Since BKD withdrew its audits in April, CGI’s lenders have generously amended the credit agreement a total of three times as they have patiently waited for the company to get its financial house in order. However, it appears that their generosity and patience is wearing thin as the sixth and most recent amendment contains a new clause requiring CGI to refinance its current $221m credit facility by December 31st, indicating that they are now willing to let the company fall into bankruptcy in order to preserve the value of their collateral.

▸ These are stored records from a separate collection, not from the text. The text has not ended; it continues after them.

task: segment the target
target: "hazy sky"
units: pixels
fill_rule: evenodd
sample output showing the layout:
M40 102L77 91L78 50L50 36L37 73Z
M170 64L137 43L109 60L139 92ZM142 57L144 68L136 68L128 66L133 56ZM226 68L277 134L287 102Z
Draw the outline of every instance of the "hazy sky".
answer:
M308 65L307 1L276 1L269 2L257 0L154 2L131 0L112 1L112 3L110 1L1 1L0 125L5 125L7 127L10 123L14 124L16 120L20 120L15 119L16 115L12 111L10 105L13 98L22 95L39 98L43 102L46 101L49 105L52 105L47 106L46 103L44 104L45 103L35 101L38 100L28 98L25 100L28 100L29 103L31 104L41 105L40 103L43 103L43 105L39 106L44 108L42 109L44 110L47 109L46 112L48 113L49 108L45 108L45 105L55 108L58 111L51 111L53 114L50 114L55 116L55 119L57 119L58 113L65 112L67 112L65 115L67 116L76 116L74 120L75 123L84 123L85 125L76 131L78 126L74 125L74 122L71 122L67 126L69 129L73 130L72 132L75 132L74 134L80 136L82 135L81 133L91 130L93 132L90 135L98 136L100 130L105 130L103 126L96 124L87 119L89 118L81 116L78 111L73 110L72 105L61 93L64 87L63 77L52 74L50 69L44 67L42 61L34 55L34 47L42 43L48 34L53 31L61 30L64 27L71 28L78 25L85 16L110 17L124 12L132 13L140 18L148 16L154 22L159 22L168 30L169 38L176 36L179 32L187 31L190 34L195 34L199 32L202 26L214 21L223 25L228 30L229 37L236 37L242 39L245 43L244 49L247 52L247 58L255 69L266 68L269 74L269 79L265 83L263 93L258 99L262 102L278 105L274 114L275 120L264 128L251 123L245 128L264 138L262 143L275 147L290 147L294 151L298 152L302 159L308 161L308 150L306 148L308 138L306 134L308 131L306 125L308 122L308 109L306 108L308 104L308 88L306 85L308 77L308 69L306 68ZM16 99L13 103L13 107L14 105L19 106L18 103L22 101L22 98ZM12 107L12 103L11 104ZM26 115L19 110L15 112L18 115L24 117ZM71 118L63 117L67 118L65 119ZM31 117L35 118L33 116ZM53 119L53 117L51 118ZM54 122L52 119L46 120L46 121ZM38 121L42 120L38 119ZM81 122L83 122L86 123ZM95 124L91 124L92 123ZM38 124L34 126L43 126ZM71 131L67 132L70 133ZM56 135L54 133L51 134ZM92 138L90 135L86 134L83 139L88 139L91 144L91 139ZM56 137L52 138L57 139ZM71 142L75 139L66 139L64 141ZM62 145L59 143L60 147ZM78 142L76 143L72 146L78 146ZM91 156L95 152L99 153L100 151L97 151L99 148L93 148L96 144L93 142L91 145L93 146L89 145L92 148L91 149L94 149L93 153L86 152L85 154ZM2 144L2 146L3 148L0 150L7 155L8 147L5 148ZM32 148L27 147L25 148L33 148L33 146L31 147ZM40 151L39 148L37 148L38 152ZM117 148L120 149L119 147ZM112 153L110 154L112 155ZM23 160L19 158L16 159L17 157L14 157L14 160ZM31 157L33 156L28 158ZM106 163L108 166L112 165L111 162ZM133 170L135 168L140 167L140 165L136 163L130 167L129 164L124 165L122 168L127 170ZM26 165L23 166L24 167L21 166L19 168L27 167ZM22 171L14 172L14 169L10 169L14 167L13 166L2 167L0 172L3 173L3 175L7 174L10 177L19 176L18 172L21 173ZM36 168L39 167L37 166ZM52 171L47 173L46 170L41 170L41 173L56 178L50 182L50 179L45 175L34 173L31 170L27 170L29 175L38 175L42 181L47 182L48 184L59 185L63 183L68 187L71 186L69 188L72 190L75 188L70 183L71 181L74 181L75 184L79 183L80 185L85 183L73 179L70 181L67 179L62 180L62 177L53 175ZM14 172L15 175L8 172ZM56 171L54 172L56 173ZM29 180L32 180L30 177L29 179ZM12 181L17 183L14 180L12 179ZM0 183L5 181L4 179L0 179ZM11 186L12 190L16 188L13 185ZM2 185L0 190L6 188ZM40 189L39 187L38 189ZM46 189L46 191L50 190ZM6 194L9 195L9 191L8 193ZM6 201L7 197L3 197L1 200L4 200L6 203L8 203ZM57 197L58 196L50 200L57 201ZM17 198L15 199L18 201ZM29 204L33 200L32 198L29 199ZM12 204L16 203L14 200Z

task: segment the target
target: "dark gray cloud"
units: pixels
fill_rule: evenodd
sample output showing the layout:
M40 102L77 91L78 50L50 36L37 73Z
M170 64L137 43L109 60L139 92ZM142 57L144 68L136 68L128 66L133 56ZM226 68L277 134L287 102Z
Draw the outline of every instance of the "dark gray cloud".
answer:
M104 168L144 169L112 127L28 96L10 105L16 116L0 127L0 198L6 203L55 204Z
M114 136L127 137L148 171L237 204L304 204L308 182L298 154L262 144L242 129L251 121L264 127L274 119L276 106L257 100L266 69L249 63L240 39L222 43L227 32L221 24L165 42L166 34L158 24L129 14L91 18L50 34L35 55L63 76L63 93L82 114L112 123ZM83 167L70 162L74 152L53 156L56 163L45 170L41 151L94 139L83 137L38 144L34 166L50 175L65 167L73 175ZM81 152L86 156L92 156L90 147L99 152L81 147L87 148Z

Section 6.02 of the Credit Agreement is hereby amended by adding the following new clauses (w) and (x) to such section:

(x) on or before November 22, 2017, a certificate signed by a Responsible Officer of the Borrower confirming that the Borrower has paid the necessary due diligence or similar upfront fees required under one or more letters of intent executed in connection with a prospective transaction or transactions that would enable the Borrowers to repay in full all Obligations under the Loan Documents on or before December 31, 2017. (Sixth Amendment to Credit Agreement, Pg. 4, 9/29/17)

Thus, CGI must refinance its existing credit facility in short order, or else it will almost assuredly have to file for Chapter 11. Unfortunately, despite months of effort, the company has made little progress in securing new lenders, and based on the cautious tone of CGI’s November 30th press release, it appears that management is losing confidence in the company’s ability to do so. These developments have led us to believe that CGI’s refinancing efforts are on the verge of failing and bankruptcy is the most plausible scenario.